Most problems I encountered were related to r-values that cannot be assigned to a non-const reference. This is not the case here -- can someone explain? Thanks.

Answer 1

An integer promotion results in an rvalue. long can be promoted to a long long, and then it gets bound to a const reference. Just as if you had done:

typedef long long type;
const type& x = type(l); // temporary!

Contrarily an rvalue, as you know, cannot be bound to a non-const reference. (After all, there is no actual long long to refer to.)

Answer 2

long long is not necessarily sized equal to long and may even use an entire different internal representation. Therefor you cannot bind a non-const reference to long to an object of type long long or the other way around. The Standard forbids it, and your compiler is correct to not allow it.

You can wonder the same way about the following code snippet:

long a = 0; 
long long b = 0;

a = b; // works!

long *pa = 0;
long long *pb = pa;

The last initialization won't work. Just because a type is convertible to another one, doesn't mean another type that compounds one of them is convertible to a third type that compounds the other one. Likewise, for the following case

struct A { long i; };
struct B { long long i; };

A a;
B b = a; // fail!

In this case A and B each compound the type long and long long respectively, much like long& and long long& compound these types. However they won't be convertible into each other just because of that fact. Other rules happen to apply.

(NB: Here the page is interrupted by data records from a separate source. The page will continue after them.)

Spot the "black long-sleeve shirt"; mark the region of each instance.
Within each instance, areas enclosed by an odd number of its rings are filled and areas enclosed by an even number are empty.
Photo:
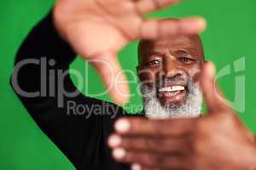
[[[75,57],[74,51],[58,36],[49,14],[32,29],[20,48],[12,76],[12,87],[42,131],[77,169],[129,169],[128,165],[113,161],[107,145],[114,121],[126,115],[126,112],[114,104],[92,99],[80,93],[73,97],[58,95],[62,93],[59,83],[63,83],[67,92],[77,91],[69,75],[64,82],[56,78],[58,71],[68,71]],[[19,64],[23,61],[27,64],[21,65],[19,69]],[[44,70],[46,64],[46,70]],[[41,94],[25,96],[17,87],[26,92],[39,91]],[[84,105],[87,110],[84,114],[69,113],[70,103]],[[103,108],[106,105],[111,109],[102,109],[101,115],[89,113],[89,110],[96,110],[94,107]],[[117,114],[113,110],[117,111]],[[86,118],[89,114],[91,116]],[[117,116],[112,118],[109,114]]]

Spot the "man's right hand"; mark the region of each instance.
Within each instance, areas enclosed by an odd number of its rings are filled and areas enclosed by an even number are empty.
[[[195,34],[205,29],[201,18],[144,20],[143,14],[179,0],[59,0],[55,25],[62,38],[96,69],[118,104],[129,99],[129,87],[117,59],[122,48],[137,39]],[[117,81],[123,82],[117,84]]]

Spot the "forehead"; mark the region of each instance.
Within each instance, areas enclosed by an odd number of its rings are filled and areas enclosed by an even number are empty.
[[[152,52],[166,53],[166,51],[188,50],[203,57],[201,42],[198,36],[173,37],[157,41],[141,41],[139,58],[148,56]],[[139,59],[140,60],[140,59]]]

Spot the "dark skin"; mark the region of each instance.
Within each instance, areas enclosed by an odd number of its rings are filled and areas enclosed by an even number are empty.
[[[141,81],[151,86],[160,77],[178,75],[198,82],[208,111],[198,118],[119,120],[108,141],[116,161],[133,164],[132,169],[256,168],[253,134],[219,99],[213,65],[204,61],[197,36],[142,42],[139,54]],[[149,71],[141,74],[145,69]],[[183,104],[186,99],[158,98],[163,104]]]
[[[62,38],[96,67],[113,100],[123,104],[128,99],[125,95],[129,94],[127,83],[113,83],[125,80],[124,74],[116,80],[122,71],[117,54],[123,47],[138,39],[158,42],[163,37],[195,35],[206,28],[205,20],[198,17],[178,20],[146,20],[143,17],[179,1],[59,0],[53,11],[54,22]],[[173,40],[172,38],[168,40],[170,43],[177,42],[171,41]],[[196,54],[192,56],[202,60],[202,54],[200,54],[202,51],[195,45],[197,42],[189,42],[184,40],[182,46],[189,44],[193,53]],[[152,71],[153,76],[139,75],[140,79],[152,82],[157,80],[157,75],[172,77],[181,74],[184,79],[198,82],[208,114],[194,119],[148,120],[134,117],[118,120],[114,125],[114,134],[109,139],[109,146],[113,150],[116,161],[137,163],[141,169],[255,169],[255,139],[235,111],[219,99],[220,92],[214,85],[213,65],[202,62],[181,64],[177,49],[183,50],[183,47],[168,43],[161,48],[160,45],[153,46],[160,48],[158,50],[161,54],[165,54],[161,55],[163,71],[158,71],[157,67],[150,67],[147,70]],[[166,53],[165,46],[166,48],[172,47],[170,54]],[[145,67],[144,61],[148,60],[148,55],[141,56],[140,71],[143,65]],[[200,76],[197,71],[201,72]],[[174,102],[182,104],[183,99]],[[170,102],[170,99],[162,98],[160,100],[162,104]]]
[[[137,73],[141,82],[152,88],[152,82],[161,82],[164,77],[181,77],[175,85],[186,86],[187,80],[197,83],[200,71],[204,64],[204,52],[197,35],[173,37],[161,41],[142,41],[139,45]],[[164,83],[164,82],[163,82]],[[171,86],[166,83],[163,86]],[[179,95],[168,96],[158,93],[161,105],[183,105],[188,89]]]

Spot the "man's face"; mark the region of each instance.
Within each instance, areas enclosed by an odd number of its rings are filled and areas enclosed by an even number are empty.
[[[162,106],[185,104],[189,84],[197,84],[204,63],[198,36],[143,41],[139,48],[138,76],[143,86],[156,92]]]

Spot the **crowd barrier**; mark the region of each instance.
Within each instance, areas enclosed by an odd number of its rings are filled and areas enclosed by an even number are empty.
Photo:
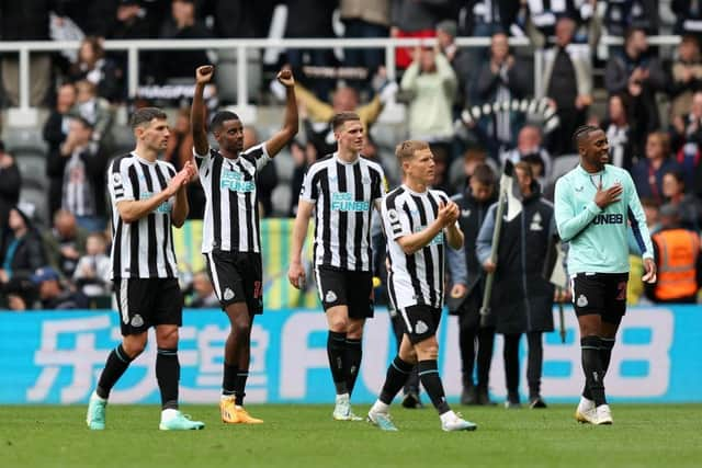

If the reference is to const, a temporary object is created that has the correct type, and the reference is then bound to that object.

Answer 3

I'm not a standards lawyer, but I think this is because long long is wider than long. A const reference is permitted because you won't be changing the value of l. A regular reference might lead to an assignment that's too big for l, so the compiler won't allow it.

Answer 4

Let's assume that it's possible :

 long long &ref = l; 

It means that later in the code you can change the value referenced by ref to the value that is bigger then long type can hold but ok for long long. Practically, it means that you overwrite extra bytes of memory which can be used by different variable with unpredictable results.